Unless. Unless, of course, you won this yarn on a blog contest (thanks, Kristy!), have only 2 hanks and have severely underestimated how far that yarn will go. Well, if you do that, then you end up knitting 5 inches, taking a few measurements and realizing that your scarf will top out at 30 inches. Sure, blocking could push that length to 35 inches, but still. 35 is not 60 (not in this universe at any rate) and a scarf of 30 inches just won’t do.

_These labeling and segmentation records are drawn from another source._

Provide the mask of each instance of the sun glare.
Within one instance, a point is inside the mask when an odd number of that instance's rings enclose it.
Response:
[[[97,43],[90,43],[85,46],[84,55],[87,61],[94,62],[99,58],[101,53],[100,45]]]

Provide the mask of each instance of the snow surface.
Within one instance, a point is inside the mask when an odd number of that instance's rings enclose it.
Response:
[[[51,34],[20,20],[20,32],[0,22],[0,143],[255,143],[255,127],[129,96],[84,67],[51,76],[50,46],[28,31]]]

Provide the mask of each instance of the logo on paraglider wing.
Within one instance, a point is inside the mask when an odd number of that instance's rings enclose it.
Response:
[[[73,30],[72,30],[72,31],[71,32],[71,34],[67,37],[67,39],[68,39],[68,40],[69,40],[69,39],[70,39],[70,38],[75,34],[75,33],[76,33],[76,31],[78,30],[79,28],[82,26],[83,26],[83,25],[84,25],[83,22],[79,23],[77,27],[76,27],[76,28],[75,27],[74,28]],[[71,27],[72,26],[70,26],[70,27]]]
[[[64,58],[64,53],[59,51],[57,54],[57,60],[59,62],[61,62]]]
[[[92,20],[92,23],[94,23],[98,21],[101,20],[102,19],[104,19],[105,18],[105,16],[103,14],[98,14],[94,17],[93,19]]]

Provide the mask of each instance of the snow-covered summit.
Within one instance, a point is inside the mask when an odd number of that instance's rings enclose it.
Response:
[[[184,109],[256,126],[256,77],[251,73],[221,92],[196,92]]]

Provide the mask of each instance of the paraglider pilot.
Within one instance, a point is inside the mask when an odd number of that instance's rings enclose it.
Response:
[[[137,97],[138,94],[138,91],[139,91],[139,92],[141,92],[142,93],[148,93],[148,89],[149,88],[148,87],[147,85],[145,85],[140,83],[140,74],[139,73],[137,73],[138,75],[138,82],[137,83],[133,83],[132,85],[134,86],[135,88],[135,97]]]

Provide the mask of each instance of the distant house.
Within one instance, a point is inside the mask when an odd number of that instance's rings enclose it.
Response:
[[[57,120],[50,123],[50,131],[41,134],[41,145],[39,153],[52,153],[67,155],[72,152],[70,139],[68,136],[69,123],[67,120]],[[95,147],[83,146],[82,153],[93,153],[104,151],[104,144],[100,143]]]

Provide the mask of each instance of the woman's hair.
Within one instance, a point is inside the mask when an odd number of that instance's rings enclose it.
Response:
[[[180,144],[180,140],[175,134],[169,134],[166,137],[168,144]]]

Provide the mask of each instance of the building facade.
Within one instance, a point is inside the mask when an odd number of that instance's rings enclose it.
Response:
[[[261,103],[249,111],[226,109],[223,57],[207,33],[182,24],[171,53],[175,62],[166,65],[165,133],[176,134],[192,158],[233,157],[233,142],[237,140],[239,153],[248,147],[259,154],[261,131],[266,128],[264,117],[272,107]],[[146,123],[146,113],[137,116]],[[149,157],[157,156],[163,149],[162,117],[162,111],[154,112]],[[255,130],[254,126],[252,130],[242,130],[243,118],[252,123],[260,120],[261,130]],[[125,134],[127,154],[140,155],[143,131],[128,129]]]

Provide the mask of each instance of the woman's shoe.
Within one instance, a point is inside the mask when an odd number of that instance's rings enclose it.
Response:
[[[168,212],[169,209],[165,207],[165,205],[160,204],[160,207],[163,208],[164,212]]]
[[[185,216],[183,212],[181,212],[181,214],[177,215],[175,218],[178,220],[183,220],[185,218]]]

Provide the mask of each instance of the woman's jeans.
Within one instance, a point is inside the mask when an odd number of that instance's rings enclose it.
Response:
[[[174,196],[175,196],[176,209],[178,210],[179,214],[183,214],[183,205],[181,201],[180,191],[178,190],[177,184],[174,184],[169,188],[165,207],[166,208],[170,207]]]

After careful analysis of the situation (read: wondering if I could magically make 2 additional hanks of Malabrigo Silky Merino in Dill appear), I found 2 options:
  • Option 1: Rip the 5 inches and cast on for a scarf of half the current width. It is 12 inches, after all, and a 6-inch wide scarf is very wearable. Pro: A completed scarf from yarn all of the same dye lot. Con: I have to rip my current knitting and settle for a scarf half as wide as I’d hoped.
  • Option 2: Purchase more yarn, albeit of a different dye lot. Pro: I can continue to knit with my current yarn as the remaining yarn is shipped and I get a wide, squishy scarf. Con: the dye lots are different. How gruesome could that look?
So what’s a knitter to do? I know what I should do. Yeah, I realize that cheating on my cardigan has brought me bad knitting karma. And while I know I should probably cast-on for that first sleeve, I suspect I will stray even further and do a little sewing.

1 comment:

Teresa said...

How about this, knit 1 ball of dye lot a, and blend it into dye lot B (you know alternate rows and such). Knit your 2 balls of B, and then go back and finish with A. That way your two ends will be the same, and the neck is different but it is suppose to be that way.